I’ve talked enough about my injuries that people have asked me how to exercise with their own injuries. I finally realized that I’m not a doctor, or a physical therapist and I don’t know what they’ve injured, or how bad it is, so I urge everyone to find a good orthopedist who isn’t surgery happy, a good chiropractor, a good massage therapist, and even a acupuncture. I’ve used all of it at one time or another to help me get better. But it was my doctor telling me that if I’d had more muscle built up around my joint I wouldn’t have injured myself so badly that got me back into the gym when I could do no leg work at all.

Carri is my workout partner and we match up how we work in the gym. I exercise more like a man, and so does she. What do I mean by that? We want to lose some inches, yeah, and keep a good weight, but we also want to add muscle. We both like to hit the weights heavier than the aerobics. Though, admittedly, Jon and I both enjoy yoga, though we’re between instructors now since ours left town for her dream job. Happy for her, but having trouble finding an instructor that we like. Pili and Jon are exercising, too, but not with us. Jon and I have found that exercise is one area we do not compliment each other in, in fact, we get on each other’s nerves. Its one of the few areas that we can’t work together in, and having accepted that, we are both happier. Jon doesn’t want to bulk up, and hates weights, though he lifts them. He doesn’t see the weight room as a reward at the end of the day like Carri and I do.

Today I did seventeen pages on the newest Anita book, Bullet, and was finished in time so Carri and I got to the gym before five. We got two hours of stretching, treadmill, and weights, plus abs. This was my first day back in the gym since Saturday’s triple header of the crud that Carri over-shared, a migraine, and a sinus migraine, all hitting on the same day. Today was the first day that I felt even remotely able to try the gym, but I’m so glad I did.
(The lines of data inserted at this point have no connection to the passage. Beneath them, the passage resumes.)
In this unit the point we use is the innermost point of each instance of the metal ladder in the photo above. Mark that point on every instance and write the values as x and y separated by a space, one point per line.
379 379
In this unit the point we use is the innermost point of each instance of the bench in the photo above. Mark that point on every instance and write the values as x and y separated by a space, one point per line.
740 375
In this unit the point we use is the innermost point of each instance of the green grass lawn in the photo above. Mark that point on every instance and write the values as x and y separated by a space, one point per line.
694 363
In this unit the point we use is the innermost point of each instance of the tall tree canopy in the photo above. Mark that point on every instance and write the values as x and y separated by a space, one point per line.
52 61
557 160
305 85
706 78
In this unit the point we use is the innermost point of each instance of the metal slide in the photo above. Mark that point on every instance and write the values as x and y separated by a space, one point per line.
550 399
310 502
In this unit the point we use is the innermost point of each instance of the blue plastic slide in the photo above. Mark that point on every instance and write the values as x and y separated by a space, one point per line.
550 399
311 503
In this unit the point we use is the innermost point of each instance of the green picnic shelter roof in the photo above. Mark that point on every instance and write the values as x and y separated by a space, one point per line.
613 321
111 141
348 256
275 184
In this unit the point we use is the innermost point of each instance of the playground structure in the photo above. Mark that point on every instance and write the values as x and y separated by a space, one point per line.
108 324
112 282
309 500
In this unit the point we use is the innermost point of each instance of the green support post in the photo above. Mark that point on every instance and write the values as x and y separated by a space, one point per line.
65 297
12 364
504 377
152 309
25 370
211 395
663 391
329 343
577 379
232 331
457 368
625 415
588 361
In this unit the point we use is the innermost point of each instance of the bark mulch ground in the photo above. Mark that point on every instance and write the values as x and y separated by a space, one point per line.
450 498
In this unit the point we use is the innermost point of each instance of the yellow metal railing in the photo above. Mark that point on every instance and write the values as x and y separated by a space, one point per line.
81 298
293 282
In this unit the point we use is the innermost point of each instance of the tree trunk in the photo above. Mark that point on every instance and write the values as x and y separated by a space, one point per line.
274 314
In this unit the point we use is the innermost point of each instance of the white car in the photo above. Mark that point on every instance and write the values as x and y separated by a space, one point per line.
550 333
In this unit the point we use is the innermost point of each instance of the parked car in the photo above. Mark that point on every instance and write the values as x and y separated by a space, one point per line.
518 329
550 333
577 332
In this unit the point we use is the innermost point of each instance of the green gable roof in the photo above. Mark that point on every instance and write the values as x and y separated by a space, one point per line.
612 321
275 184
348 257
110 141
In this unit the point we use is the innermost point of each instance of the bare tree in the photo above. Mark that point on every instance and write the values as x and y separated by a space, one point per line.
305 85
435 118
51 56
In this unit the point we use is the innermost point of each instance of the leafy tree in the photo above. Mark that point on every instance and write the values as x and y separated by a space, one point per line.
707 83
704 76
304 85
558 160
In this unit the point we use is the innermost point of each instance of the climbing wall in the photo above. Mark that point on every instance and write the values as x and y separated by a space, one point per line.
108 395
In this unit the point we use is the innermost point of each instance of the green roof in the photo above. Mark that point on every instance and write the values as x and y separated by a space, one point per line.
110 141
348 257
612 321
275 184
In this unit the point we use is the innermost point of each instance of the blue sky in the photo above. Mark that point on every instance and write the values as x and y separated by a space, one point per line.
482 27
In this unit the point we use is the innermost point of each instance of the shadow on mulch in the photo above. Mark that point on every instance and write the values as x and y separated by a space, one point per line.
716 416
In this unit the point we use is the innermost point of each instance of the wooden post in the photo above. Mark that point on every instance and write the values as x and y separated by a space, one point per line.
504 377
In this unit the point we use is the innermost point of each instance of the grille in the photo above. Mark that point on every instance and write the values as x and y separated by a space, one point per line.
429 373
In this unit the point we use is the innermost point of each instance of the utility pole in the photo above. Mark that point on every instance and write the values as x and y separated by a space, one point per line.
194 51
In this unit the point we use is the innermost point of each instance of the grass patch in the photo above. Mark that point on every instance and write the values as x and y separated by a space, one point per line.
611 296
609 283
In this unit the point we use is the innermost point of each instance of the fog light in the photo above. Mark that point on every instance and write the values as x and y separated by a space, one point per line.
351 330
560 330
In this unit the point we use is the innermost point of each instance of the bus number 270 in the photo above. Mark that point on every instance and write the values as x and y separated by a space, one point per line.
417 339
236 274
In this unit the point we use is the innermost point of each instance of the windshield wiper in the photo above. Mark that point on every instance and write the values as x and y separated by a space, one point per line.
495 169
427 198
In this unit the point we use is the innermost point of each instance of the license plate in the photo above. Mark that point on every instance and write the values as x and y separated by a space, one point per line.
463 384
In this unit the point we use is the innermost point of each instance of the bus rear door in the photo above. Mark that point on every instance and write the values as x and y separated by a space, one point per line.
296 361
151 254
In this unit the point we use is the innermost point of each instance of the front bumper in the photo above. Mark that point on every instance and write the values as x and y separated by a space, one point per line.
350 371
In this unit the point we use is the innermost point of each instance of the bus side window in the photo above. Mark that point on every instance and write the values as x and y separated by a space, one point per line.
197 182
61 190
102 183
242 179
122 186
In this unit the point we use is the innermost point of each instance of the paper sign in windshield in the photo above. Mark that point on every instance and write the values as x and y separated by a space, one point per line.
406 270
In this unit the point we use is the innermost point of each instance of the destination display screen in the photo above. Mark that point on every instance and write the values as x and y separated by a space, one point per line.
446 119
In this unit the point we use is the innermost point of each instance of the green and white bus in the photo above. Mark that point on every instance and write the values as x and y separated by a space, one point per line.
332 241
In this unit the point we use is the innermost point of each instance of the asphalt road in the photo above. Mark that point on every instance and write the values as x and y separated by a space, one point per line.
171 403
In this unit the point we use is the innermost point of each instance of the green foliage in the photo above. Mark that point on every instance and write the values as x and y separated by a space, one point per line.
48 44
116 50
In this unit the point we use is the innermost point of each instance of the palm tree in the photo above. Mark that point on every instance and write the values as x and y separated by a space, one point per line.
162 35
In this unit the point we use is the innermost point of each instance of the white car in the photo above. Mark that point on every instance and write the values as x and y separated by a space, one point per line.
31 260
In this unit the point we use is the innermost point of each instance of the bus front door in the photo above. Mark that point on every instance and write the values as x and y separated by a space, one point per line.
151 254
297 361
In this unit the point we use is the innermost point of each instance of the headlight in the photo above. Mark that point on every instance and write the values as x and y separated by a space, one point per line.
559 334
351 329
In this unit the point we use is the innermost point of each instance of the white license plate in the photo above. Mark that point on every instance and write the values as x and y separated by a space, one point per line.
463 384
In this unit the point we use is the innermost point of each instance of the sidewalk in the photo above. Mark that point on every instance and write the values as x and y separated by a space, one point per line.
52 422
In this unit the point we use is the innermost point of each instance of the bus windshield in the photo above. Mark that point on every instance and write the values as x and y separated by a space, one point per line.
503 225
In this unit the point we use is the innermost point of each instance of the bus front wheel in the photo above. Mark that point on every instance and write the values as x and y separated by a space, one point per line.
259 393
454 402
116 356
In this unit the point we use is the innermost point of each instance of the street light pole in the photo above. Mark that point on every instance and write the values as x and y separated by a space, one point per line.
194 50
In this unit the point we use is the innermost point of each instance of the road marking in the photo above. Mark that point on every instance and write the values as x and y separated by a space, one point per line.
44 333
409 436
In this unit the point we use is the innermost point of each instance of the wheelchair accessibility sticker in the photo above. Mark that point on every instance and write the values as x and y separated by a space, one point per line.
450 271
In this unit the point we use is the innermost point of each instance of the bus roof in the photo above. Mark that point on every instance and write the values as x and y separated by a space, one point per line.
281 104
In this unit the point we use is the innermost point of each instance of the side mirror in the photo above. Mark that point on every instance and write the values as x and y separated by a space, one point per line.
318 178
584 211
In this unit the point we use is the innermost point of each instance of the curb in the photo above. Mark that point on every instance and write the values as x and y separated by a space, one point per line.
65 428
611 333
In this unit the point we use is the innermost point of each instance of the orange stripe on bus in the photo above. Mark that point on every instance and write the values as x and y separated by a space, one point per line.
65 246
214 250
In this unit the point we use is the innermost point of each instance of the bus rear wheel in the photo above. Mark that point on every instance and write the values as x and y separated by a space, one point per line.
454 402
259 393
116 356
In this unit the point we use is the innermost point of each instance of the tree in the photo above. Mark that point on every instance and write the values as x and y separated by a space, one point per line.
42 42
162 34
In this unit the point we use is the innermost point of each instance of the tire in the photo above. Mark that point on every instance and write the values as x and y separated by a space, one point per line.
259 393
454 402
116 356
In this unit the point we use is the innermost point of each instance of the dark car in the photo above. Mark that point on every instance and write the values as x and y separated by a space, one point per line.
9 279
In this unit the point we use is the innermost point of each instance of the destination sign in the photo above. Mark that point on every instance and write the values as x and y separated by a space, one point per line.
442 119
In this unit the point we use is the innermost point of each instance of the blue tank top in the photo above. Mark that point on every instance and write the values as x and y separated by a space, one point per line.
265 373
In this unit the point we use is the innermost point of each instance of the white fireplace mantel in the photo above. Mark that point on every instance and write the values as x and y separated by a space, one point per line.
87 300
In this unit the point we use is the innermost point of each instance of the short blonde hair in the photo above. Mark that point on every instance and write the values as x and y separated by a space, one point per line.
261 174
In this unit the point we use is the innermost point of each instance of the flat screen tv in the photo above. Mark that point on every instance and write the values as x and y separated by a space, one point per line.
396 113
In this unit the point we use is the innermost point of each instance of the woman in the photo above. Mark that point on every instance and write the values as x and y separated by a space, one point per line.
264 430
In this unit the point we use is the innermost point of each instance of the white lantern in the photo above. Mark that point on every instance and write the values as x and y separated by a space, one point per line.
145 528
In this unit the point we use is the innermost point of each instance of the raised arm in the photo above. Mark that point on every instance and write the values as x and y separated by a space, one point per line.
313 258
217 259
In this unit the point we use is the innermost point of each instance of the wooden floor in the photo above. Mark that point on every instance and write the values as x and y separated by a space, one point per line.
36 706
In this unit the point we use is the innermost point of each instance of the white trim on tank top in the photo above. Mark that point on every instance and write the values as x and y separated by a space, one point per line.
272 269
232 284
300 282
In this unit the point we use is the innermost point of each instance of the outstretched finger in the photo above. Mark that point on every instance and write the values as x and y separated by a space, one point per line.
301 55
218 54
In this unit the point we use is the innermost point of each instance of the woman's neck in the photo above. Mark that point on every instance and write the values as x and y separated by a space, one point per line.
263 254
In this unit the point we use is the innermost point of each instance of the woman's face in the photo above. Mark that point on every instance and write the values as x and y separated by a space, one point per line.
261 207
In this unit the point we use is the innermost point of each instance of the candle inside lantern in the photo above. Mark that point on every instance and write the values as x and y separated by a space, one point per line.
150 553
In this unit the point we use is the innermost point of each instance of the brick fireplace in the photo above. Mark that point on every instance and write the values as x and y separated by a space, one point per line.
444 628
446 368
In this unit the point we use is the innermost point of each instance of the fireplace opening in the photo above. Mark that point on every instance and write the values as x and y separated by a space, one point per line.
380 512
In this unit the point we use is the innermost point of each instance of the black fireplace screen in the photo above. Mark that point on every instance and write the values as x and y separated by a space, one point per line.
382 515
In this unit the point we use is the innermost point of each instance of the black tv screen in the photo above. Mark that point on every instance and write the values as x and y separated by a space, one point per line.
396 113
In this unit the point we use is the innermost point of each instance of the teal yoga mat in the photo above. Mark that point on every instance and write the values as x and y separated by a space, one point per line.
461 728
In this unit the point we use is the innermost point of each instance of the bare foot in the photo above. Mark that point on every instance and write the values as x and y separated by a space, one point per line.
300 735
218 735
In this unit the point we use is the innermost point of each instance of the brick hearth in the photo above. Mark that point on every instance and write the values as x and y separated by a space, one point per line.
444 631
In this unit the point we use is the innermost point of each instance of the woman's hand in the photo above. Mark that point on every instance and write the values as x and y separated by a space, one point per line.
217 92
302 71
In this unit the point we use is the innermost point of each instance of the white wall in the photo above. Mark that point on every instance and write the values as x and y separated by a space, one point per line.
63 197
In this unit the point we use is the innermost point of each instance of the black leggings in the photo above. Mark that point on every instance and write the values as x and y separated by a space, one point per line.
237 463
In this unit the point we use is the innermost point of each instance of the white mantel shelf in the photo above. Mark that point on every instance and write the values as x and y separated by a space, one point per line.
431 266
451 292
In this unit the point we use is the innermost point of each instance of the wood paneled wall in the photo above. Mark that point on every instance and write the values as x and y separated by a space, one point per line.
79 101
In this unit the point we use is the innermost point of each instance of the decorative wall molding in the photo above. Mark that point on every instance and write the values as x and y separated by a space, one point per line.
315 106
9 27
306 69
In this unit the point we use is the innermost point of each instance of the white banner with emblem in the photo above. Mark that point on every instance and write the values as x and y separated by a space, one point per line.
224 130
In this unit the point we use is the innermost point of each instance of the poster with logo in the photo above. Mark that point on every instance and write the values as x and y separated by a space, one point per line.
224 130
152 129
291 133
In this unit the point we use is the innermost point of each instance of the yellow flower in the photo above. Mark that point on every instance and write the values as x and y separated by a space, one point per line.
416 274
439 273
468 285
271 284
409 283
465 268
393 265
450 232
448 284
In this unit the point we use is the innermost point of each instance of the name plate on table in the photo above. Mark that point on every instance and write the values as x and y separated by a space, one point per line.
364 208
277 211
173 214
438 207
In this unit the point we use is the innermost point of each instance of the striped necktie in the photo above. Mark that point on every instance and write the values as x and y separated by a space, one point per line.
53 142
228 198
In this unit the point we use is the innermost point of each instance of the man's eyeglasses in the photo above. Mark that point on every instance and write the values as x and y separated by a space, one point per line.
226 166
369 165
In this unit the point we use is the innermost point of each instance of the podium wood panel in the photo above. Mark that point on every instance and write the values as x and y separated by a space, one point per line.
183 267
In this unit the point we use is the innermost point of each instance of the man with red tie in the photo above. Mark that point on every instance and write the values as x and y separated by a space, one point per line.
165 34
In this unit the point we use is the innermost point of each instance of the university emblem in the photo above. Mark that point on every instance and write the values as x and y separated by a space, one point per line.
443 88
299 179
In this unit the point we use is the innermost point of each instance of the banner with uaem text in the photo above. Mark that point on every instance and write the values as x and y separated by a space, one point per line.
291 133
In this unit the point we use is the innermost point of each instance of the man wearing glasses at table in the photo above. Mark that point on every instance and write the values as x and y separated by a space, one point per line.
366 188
I discovered something while I was trying to be healthier. There are things that affect my mood a lot. I had no idea how my moods were affected by my body until just recently. To be in a good mood I have to do certain things almost every day. I need to meditate, I need to write eight pages or more, I need to exercise and it needs to be pretty serious exercise, eat right, and sex. I could leave that last out of the list, but it is part of what helps me feel good and maintain the productivity of my writing. That little list is the minimum of what it takes to keep me in good spirits and doing well in my life. Out of five things that I need to do to stay happy, healthy, and sane, three of them are physical, and only two are more intellectual. Yes, yes, it all crosses and combines, but the point is that by paying attention to my body and its well-being I’ve discovered the way to keep my mind, my mood, and my writing healthy, up lifted, and more productive than I’ve ever been, with spirits brighter, for longer, than I’ve ever had before.

People are always asking me how do I and my muse work so well together? How do I write two best selling series and turn out two books, or more, a year, and keep the quality up? How do I come up with all those ideas? I’ve done it for years with a handicap that I didn’t know I had. I’d divided my muse and I from the flesh and bone that we were sitting inside. Now that we’re all working as a team inside and out, its all working so much better. Eating right isn’t just about losing weight. Exercise isn’t just about losing inches, or toning thighs. Its about fine tuning the imagination, and giving a jump start to productivity. Its about making the connection that the more good things I do for my body, the farther and faster my muse and I can run.